These, however, were not the comments of the great and famous -- but of ordinary people, who registered their sentiments in a highly 21st century fashion, in an online "guest book" devoted to Parks at Legacy.com.

The expressions are both homespun and complex, and appear to reflect both heartfelt reactions quickly recorded, as well as longer tributes that clearly took time to compose.

"You made a way for the rest of us," wrote Chicagoan Doris Alexander. "My condolences to the family."

From Plymouth, Richard McGlinn called Mrs. Parks "the most noble (individual) of our era -- may she rest in peace."
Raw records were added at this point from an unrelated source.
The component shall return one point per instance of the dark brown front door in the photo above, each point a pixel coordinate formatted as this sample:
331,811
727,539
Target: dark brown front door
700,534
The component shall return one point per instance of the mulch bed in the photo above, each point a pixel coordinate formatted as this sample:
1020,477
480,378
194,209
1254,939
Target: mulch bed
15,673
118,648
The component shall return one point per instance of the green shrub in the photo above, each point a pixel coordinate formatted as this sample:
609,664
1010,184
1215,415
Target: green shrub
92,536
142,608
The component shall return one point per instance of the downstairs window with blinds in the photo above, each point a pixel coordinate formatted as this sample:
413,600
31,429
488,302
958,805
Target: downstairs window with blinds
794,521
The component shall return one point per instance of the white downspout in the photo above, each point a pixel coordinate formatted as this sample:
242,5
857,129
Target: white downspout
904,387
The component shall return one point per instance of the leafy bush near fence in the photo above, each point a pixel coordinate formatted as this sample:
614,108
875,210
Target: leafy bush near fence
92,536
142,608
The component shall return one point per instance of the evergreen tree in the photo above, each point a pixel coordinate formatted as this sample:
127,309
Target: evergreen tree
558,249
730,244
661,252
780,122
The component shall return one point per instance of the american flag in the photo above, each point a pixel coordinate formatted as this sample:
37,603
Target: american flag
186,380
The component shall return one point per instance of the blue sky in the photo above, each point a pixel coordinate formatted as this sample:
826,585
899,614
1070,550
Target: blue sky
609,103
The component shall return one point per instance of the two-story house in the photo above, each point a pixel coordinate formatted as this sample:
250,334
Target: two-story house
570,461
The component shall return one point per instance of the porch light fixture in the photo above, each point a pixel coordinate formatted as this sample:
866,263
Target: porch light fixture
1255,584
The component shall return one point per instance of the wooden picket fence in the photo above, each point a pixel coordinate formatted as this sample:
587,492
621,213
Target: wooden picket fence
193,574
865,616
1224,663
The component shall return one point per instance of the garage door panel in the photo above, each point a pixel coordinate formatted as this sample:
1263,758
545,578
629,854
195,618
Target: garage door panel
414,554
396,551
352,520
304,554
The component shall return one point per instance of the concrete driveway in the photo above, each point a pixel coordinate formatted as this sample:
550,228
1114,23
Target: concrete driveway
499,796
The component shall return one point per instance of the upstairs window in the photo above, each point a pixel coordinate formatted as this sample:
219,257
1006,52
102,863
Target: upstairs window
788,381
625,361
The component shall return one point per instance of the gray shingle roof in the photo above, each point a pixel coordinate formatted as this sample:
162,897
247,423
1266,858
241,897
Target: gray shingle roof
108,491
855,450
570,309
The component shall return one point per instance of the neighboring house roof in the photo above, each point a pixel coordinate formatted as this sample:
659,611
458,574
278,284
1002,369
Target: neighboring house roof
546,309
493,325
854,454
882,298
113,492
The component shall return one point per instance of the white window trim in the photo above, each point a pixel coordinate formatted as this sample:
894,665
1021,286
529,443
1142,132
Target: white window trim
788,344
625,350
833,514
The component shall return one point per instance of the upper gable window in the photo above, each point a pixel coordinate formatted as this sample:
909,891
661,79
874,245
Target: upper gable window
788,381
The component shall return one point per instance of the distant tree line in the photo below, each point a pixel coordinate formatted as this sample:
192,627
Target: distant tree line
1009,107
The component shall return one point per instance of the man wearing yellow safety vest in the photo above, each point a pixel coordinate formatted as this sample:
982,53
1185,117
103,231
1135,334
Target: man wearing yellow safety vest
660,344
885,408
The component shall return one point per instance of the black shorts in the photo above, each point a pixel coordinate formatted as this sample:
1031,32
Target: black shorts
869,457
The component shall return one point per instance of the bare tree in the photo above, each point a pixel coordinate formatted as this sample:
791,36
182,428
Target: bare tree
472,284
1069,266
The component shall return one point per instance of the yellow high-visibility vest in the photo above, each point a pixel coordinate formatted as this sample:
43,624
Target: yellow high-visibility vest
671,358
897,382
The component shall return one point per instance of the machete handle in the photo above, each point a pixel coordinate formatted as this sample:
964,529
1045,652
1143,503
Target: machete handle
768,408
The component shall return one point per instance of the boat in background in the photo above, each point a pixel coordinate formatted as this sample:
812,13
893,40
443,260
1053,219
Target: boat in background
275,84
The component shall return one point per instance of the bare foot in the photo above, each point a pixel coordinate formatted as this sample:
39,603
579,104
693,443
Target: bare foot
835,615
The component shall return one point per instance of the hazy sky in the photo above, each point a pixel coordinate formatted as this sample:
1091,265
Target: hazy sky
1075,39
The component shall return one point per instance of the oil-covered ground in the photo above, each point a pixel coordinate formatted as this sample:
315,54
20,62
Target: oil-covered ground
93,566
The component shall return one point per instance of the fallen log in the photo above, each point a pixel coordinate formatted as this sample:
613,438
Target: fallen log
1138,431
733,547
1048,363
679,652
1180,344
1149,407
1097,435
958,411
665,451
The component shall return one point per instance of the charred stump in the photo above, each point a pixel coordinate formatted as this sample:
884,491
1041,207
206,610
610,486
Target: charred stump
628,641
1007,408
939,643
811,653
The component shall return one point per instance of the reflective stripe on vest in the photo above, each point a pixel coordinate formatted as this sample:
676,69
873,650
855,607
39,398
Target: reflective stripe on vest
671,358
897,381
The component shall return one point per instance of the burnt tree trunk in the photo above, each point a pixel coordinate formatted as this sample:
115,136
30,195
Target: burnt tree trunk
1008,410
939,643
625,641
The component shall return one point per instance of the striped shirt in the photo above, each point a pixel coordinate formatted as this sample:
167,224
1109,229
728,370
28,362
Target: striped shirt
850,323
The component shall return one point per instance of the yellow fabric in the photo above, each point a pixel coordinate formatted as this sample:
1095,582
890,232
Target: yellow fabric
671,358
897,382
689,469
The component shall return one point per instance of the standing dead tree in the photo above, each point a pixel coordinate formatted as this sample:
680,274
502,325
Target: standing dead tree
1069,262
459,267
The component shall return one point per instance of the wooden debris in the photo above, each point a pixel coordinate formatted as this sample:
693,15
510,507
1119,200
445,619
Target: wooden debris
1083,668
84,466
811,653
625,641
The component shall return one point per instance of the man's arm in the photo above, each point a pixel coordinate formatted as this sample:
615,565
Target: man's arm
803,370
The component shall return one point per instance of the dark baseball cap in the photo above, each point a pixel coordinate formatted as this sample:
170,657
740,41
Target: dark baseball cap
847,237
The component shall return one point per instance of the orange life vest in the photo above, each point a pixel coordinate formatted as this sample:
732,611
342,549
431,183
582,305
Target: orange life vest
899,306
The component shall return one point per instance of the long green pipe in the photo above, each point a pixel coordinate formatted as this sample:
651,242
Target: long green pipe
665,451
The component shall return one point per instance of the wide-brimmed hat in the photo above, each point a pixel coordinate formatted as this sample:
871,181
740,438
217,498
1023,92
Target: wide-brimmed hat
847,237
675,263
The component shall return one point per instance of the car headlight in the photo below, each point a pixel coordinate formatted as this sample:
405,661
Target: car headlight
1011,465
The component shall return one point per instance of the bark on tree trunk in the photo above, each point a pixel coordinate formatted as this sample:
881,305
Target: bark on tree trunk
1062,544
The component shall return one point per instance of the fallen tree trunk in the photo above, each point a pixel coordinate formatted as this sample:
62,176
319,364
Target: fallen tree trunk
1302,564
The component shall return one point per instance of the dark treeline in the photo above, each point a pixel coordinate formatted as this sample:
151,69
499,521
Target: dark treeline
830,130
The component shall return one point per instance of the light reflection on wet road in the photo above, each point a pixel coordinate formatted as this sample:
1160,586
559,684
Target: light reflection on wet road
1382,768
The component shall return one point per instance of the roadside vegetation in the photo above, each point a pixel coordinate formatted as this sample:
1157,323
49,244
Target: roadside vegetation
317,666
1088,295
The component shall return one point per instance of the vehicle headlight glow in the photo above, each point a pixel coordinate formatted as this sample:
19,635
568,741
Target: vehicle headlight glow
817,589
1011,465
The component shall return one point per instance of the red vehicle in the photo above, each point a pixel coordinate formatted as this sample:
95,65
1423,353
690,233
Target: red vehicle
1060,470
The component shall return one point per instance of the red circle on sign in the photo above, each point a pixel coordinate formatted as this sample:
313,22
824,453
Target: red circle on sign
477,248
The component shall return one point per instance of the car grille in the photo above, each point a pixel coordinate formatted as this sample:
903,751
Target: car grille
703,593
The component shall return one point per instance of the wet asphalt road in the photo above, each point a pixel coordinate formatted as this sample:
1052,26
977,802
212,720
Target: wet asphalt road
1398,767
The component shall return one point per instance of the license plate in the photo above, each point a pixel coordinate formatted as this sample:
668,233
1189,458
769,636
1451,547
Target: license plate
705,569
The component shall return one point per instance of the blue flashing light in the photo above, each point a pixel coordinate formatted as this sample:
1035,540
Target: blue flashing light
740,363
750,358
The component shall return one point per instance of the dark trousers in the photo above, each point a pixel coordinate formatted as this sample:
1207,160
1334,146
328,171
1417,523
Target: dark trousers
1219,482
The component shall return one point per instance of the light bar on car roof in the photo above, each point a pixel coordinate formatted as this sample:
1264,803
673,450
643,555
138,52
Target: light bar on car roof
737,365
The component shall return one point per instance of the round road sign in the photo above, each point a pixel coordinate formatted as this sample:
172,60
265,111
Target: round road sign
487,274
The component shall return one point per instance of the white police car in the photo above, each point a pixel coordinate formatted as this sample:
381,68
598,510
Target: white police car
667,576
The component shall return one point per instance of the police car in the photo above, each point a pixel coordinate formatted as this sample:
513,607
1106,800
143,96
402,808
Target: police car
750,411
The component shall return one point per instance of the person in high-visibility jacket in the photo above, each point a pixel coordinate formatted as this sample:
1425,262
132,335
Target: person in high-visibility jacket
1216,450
Reached at home, McGlinn said Mrs. Parks was "one of the fondest heroes in my life -- amazing, beautiful, graceful, and just a great joy to our country."

McGlinn, who is in his 70s and describes himself as Irish-American, said he was moved to make a public declaration because "I'm very concerned about how this country has turned recently, so dramatically away from what I believe it stands for.

"So when I do get a chance to have a few words," he added, "I take the opportunity."

Legacy.com routinely reprints obituaries from about 200 newspapers nationwide, and attaches a guest book to each where friends and relatives can record their thoughts.

By midafternoon Tuesday, the site had recorded more than 1,000 tributes to the civil rights pioneer.

Based on guest books for other famous individuals, said Legacy.com chief operating officer Hayes Ferguson, she wouldn't be surprised if the Parks book passed 10,000 inscriptions.

A link to the Parks book will be prominently displayed on the site's homepage for up to a week.

The desire to make a public declaration of respect -- or grieving -- may be particularly meaningful, suggests the Rev. Dr. V. Bruce Rigdon, with an iconic figure like Parks, who exemplified qualities many of us may feel we lack.

"In somebody like her," said the president of Detroit's Ecumenical Theological Seminary, "all these abstractions -- racism, struggle and courage -- all these are visible and made concrete."

A public avowal, he added, "may at some point keep us from being discouraged, or give us the energy to do what needs to be done."

Many wished Parks all the best in the afterlife.

"Sleep well sweet queen," wrote James Byers of New York. "You've earned your rest. Now if they start any mess up there, take care of that too."

Added Nicholas Phillips, a 13-year-old Chicagoan, "God bless. I'll see you in heaven."